Full Two-Port S-Parameters at mK Temperatures: a Calibration Strategy and Uncertainty Budget

TL;DR

This paper presents a calibration method and uncertainty analysis for accurate two-port S-parameter measurements at millikelvin temperatures over 4-12 GHz, using a cryogenic setup and SI-traceable standards.

Contribution

It introduces a novel calibration strategy and comprehensive uncertainty budget for cryogenic S-parameter measurements down to mK temperatures.

Findings

Achieved 20.70 +/- 0.08 dB attenuation measurement at 6 GHz.

Developed a calibration approach compatible with single-cycle cooling.
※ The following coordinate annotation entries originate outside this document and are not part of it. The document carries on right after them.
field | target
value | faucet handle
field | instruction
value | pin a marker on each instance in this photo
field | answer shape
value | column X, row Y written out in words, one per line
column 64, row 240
Presented an initial verification method for cryogenic calibration accuracy.

Abstract

This paper describes the developed setup and characterization approach for full two-port calibrated S-parameter measurements at cryogenic temperatures, together with a complete uncertainty budget. The system developed at the Istituto Nazionale di Ricerca Metrologica (INRiM, Italy), exploits the Short-Open-Load-Reciprocal technique to realize error-corrected cryogenic measurements within a single cooling cycle. The system operates down to mK temperatures over the 4-12 GHz band in coaxial line. Calibration standards are referenced to SI-traceable room-temperature measurements, while a numerical approach is used to evaluate the response shift of the artifacts upon cooling and to derive an additional cryogenic uncertainty contribution for the measurement uncertainty budget. Moreover, relevant measurement uncertainty contributions are evaluated according to internationally agreed procedures, and a comprehensive uncertainty budget is presented. Test measurements on a 20 dB attenuator are shown as an example. An attenuation of 20.70 +/- 0.08 dB (95% confidence interval) was obtained at 6 GHz. Full SI-traceable verification at mK temperatures remains an open challenge; however, an initial calibration verification is also presented.